Consumers are lulled into the comfort of seemingly perfect environments, where nothing can harm them. Ironically the Unix operating system, on which most of today’s devices are based, had a contrasting design philosophy: “Unix was not designed to stop its users from doing stupid things, as that would also stop them from doing clever things.”

“Unix was not designed to stop its users from doing stupid things, as that would also stop them from doing clever things.”

One cannot observe tensions in a sterile environment that causes one to sit back and become passive consumers. We are inadvertently discouraging our younger generation from tinkering with things. We are teaching them not to question status quo.

Behold the new normal

All is not lost, however; with democratisation of technology the normal of innovation is shifting from heavy Goliaths to nimble Davids. Never before in the history of man kind, the most crucial skill has also been the most accessible one! Take for accessible open hardware and software tools such as Raspberry Pi and Arduino, among others are making creative use of technology accessible. These tools do not come with neat casings; you can see what they are made of. They are meant to be offensively difficult; meant to challenge you to take on an open world of possibilities. Exposing cogs and gears of a system may hamper one’s experience of a product, but it also empowers you to create something new with the understanding of the system. Children and adults alike are creating amazing things with these tools. Farmers have created auto sprinkler systems that irrigate the crop automatically when the soil gets dry. Fifteen years-old kids have made and launched weather satellites.

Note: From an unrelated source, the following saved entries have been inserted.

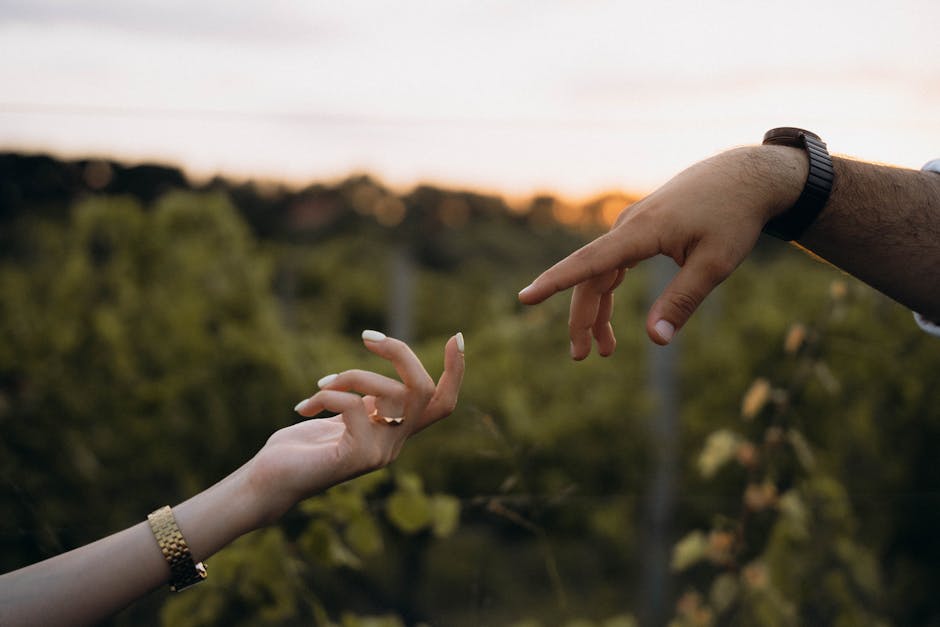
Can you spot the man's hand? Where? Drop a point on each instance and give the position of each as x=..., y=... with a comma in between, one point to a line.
x=707, y=219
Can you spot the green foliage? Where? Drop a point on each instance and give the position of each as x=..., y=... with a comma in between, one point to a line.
x=149, y=349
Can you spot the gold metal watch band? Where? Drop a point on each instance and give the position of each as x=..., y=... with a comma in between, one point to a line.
x=183, y=572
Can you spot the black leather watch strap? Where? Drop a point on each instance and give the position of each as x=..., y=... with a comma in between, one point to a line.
x=791, y=224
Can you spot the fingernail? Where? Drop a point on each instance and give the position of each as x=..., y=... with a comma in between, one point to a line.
x=665, y=330
x=372, y=336
x=325, y=381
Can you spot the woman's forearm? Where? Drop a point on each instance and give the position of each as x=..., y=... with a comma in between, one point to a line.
x=87, y=584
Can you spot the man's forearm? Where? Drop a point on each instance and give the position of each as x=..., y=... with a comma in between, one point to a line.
x=882, y=225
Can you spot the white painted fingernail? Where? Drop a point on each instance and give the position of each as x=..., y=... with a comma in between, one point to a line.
x=372, y=336
x=665, y=330
x=325, y=381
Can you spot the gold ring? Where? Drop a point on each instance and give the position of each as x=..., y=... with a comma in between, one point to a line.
x=377, y=417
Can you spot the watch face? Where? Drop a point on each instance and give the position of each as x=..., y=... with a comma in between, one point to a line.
x=788, y=136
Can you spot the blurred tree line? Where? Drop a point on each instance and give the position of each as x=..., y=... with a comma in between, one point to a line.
x=155, y=332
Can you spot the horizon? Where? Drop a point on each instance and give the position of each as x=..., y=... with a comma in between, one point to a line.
x=570, y=100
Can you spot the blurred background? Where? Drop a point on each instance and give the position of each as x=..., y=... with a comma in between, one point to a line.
x=202, y=205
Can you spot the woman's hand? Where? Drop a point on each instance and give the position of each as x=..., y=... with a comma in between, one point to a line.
x=309, y=457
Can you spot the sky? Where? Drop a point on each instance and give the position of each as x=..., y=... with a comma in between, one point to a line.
x=561, y=96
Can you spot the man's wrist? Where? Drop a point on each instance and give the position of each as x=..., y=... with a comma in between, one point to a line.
x=777, y=174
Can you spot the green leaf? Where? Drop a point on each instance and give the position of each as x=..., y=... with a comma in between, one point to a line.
x=720, y=448
x=445, y=514
x=689, y=550
x=363, y=535
x=408, y=510
x=724, y=591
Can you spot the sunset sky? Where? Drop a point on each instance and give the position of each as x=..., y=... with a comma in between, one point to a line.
x=515, y=97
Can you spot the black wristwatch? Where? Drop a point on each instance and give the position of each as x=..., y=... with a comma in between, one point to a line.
x=791, y=224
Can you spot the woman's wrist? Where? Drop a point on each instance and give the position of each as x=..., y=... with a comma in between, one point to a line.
x=218, y=515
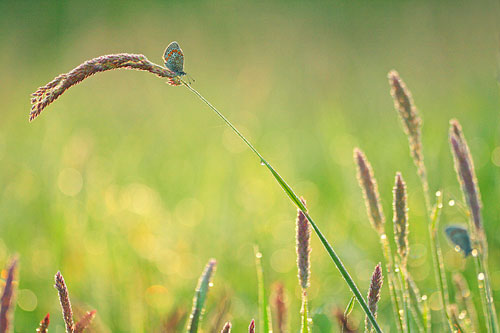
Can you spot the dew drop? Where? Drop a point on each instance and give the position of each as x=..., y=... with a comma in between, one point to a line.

It is not just accessible open hardware and software that will enable the next creative wave; an ecosystem that supports this movement needs to evolve. The sprouts of such an environment can be seen in crowd-funding initiatives, which have already enabled many a hobby project to become commercial realities.

The Choice Is Ours

Often, we make the mistake of assuming that the next big thing would come from today’s market leaders. After all, they have the resources and have been innovative in the past. But they are burdened with the dichotomy of keeping their successful portfolios relevant while driving radical innovations which can render the same irrelevant.

Today, one could be living in the remotest possible location on earth and yet have the same creative potential as a designer or engineer in an advanced design studio or lab. Accessible creative technology can enable anyone to observe tension between reality and desire, and bridge the gap. What is needed is a realisation that technology is a vehicle for creativity and innovations start with personal inquisitiveness.

We are about to witness a subtle disruption in who gets to create the future — it could be anyone with a curious mind and an itch to tinker.